ST. LOUIS – St. Louis Lambert International Airport just posted its two busiest months in the past six years.

FOX 2 reviewed a key indicator of passenger traffic and found the trend is no fluke. It could be critically important to the airport’s future.

People are bringing the place to life again.

“I think (travelers are) just having to spread out, breathe a little bit and feel human again,” Monica Visher said.

She was flying to Las Vegas from St. Louis Lambert on Tuesday.

“Yes, it is noticeably busier,” airport spokesman Roger Lotz said.

It’s not just busier than last year, or the year before, or the year before that. It’s busier than it was before the COVID-19 pandemic.

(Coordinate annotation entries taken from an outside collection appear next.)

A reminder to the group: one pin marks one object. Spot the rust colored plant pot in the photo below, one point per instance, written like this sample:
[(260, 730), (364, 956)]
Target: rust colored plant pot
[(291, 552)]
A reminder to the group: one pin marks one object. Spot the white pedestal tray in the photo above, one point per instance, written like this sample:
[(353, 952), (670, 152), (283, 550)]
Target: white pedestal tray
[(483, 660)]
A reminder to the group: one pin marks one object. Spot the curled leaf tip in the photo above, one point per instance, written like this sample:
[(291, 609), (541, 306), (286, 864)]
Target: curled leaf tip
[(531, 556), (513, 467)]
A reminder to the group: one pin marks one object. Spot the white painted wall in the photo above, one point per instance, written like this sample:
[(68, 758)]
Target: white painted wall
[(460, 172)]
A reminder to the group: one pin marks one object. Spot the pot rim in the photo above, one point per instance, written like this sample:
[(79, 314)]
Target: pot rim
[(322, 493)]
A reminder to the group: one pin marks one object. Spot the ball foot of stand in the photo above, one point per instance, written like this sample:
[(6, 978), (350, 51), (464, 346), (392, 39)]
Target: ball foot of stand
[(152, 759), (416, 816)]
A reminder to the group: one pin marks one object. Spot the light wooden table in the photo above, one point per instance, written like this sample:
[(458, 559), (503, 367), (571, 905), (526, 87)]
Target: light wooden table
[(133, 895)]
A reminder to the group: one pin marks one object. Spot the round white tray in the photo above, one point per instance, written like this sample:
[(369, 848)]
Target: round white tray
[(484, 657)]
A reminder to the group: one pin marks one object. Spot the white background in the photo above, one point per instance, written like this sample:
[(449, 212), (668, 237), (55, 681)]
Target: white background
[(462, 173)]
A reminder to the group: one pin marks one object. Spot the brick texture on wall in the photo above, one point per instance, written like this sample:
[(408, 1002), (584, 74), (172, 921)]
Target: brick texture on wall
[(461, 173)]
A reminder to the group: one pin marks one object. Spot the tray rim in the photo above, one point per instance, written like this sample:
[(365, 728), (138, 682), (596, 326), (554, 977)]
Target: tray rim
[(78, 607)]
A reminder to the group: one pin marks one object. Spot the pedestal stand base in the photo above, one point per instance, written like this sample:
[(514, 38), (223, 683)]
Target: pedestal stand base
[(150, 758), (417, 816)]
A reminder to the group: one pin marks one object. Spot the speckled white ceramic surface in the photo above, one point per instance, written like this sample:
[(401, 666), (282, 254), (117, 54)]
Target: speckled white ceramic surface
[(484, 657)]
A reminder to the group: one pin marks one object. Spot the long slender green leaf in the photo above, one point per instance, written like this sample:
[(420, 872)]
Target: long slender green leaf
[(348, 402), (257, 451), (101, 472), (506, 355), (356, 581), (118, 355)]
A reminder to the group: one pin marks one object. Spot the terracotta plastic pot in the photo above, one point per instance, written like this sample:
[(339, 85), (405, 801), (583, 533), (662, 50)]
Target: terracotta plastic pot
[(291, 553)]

The TSA tracks the number of passengers going through its checkpoints, a key indicator of travel originating from St. Louis Lambert.

That number was 598,086 in June and 609,900 in July, the only two months to top 590,000 in the past six years. September is also up. The number has been above pre-COVID levels (2019) for three of the last four months, with August 2023 falling just short.

“It makes me feel better about our future. St. Louis was quite a hub. We need this,” Visher said.

A weekly passenger chart showing last year and this year shows 10 weeks of more than 130,000 passengers in 2023. There were none last year.

“The travel is now stronger than ever because three of the past four months—June, July, September—we’ve had the largest amount of passengers going through our TSA security since 2109,” Lotz said. “It’s not that we keep on looking back, but now we can set our sights on the future and say these numbers should remain strong.”

Perhaps they’ll boost the argument for a long-awaited airport transformation to
a single terminal with 62 gates instead of two terminals with just 54, at a cost estimated at nearly $3 billion.